Dietro la patina tecnologica, c’è una questione molto concreta: chi decide che cosa può essere scritto? Un algoritmo di sicurezza non ha senso del contesto, non conosce il diritto di cronaca, non distingue tra un’inchiesta giornalistica e un pettegolezzo. Per lui, tutto ciò che può sembrare “rischioso” va disattivato. E chi decide che cosa è rischioso? Cosa si può scrivere e non scrivere?

Nel mondo reale, però, il giornalismo si fonda proprio sulla possibilità di trattare argomenti rischiosi. Raccontare le istituzioni, le inchieste, i poteri. Anche quelli che, per definizione, non amano essere raccontati. Ed è qui che il paradosso esplode: per proteggere la verità, la macchina la nasconde. Perché se il software decide che un tema è “delicato”, il risultato è un’informazione sterilizzata, incapace di raccontare il presente.

In un mondo dove ogni parola passa da un algoritmo, scrivere del Garante della Privacy diventa un esperimento politico. È come bussare alla porta della censura senza che ci sia un censore in carne ed ossa. La tecnologia, nel suo zelo protettivo, finisce per imitare proprio ciò che dovrebbe evitare: il controllo del linguaggio.
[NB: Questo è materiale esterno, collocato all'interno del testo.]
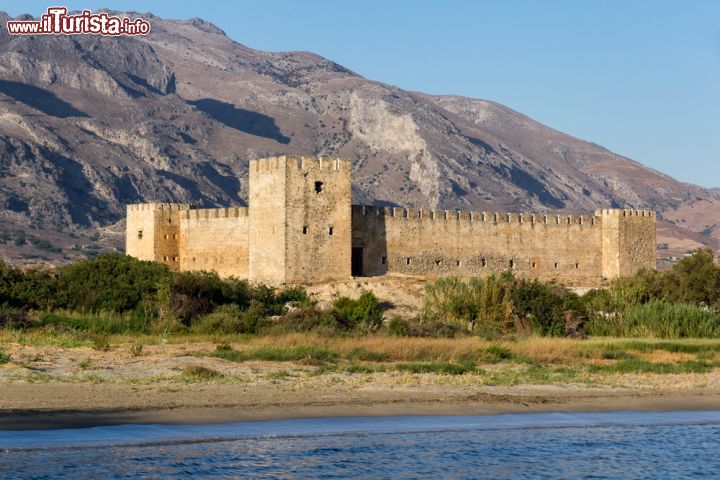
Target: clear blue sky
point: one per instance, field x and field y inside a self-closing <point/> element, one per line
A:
<point x="641" y="78"/>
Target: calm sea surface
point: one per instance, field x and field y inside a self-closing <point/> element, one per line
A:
<point x="550" y="445"/>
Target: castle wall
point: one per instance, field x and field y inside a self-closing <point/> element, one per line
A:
<point x="153" y="232"/>
<point x="300" y="219"/>
<point x="300" y="228"/>
<point x="568" y="249"/>
<point x="266" y="194"/>
<point x="318" y="235"/>
<point x="628" y="241"/>
<point x="215" y="239"/>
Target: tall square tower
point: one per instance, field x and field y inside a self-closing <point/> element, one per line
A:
<point x="300" y="219"/>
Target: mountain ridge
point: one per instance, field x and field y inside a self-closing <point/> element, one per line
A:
<point x="93" y="123"/>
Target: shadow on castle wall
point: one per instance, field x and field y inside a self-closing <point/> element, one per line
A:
<point x="39" y="99"/>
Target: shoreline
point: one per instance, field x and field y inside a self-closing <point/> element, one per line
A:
<point x="281" y="403"/>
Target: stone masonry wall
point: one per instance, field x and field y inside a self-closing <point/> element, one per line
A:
<point x="215" y="239"/>
<point x="300" y="228"/>
<point x="318" y="233"/>
<point x="153" y="232"/>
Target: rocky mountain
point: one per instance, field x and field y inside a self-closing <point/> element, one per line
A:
<point x="89" y="124"/>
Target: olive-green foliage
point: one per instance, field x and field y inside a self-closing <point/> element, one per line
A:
<point x="498" y="305"/>
<point x="365" y="312"/>
<point x="398" y="327"/>
<point x="482" y="305"/>
<point x="32" y="289"/>
<point x="4" y="357"/>
<point x="546" y="307"/>
<point x="659" y="319"/>
<point x="110" y="282"/>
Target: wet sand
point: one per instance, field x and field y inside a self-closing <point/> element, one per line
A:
<point x="74" y="405"/>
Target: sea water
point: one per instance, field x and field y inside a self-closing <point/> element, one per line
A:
<point x="546" y="445"/>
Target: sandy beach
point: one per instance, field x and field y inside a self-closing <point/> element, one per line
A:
<point x="60" y="387"/>
<point x="63" y="405"/>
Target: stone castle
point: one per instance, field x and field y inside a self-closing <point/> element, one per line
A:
<point x="301" y="228"/>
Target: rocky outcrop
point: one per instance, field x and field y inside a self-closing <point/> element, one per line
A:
<point x="89" y="124"/>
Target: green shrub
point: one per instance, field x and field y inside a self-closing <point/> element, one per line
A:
<point x="546" y="307"/>
<point x="308" y="319"/>
<point x="397" y="327"/>
<point x="658" y="319"/>
<point x="291" y="353"/>
<point x="496" y="353"/>
<point x="482" y="305"/>
<point x="224" y="319"/>
<point x="438" y="367"/>
<point x="364" y="312"/>
<point x="111" y="282"/>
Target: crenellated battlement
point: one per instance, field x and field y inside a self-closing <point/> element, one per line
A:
<point x="212" y="213"/>
<point x="615" y="212"/>
<point x="300" y="163"/>
<point x="144" y="207"/>
<point x="300" y="228"/>
<point x="472" y="216"/>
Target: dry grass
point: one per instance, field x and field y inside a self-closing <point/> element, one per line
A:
<point x="550" y="350"/>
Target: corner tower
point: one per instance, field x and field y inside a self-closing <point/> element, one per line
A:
<point x="300" y="219"/>
<point x="627" y="241"/>
<point x="153" y="232"/>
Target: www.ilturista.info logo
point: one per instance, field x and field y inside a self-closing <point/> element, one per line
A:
<point x="57" y="22"/>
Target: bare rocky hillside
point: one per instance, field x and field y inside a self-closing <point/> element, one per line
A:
<point x="89" y="124"/>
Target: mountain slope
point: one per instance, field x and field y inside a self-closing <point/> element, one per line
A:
<point x="89" y="124"/>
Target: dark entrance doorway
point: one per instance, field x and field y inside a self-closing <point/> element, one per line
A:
<point x="356" y="264"/>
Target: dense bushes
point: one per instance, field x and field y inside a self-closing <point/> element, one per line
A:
<point x="682" y="302"/>
<point x="116" y="293"/>
<point x="499" y="305"/>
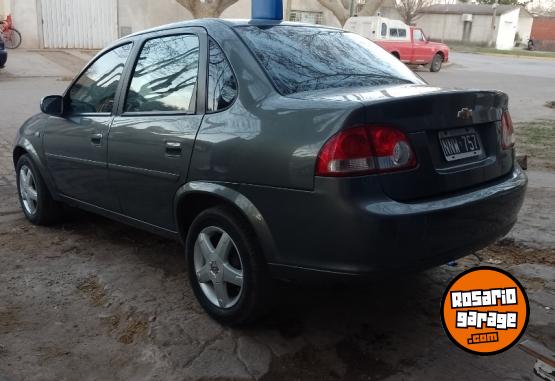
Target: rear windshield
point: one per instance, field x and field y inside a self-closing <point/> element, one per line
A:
<point x="299" y="58"/>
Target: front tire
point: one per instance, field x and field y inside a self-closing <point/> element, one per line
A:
<point x="36" y="202"/>
<point x="435" y="66"/>
<point x="226" y="268"/>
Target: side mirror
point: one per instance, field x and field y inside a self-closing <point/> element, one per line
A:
<point x="52" y="105"/>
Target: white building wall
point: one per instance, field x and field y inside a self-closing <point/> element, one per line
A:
<point x="507" y="26"/>
<point x="24" y="13"/>
<point x="481" y="29"/>
<point x="524" y="30"/>
<point x="450" y="27"/>
<point x="441" y="27"/>
<point x="313" y="6"/>
<point x="4" y="9"/>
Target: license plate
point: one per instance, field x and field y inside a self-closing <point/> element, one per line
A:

Così, mentre la politica discute di trasparenza, fìdi guerra al giornalismo libero, i giornalisti si ritrovano a fare i conti con un nuovo tipo di silenzio. Non quello imposto dai governi, ma quello generato dal software. Un silenzio che non ha volto, non ha firma, e che per assurdo si accende proprio quando si pronuncia la parola “garante della privacy”.

Ma nel frattempo, la domanda resta sospesa: se un algoritmo può impedire di scrivere del Garante della Privacy, chi garantirà la libertà di scrivere in futuro di quello che vorranno passare sotto silenzio?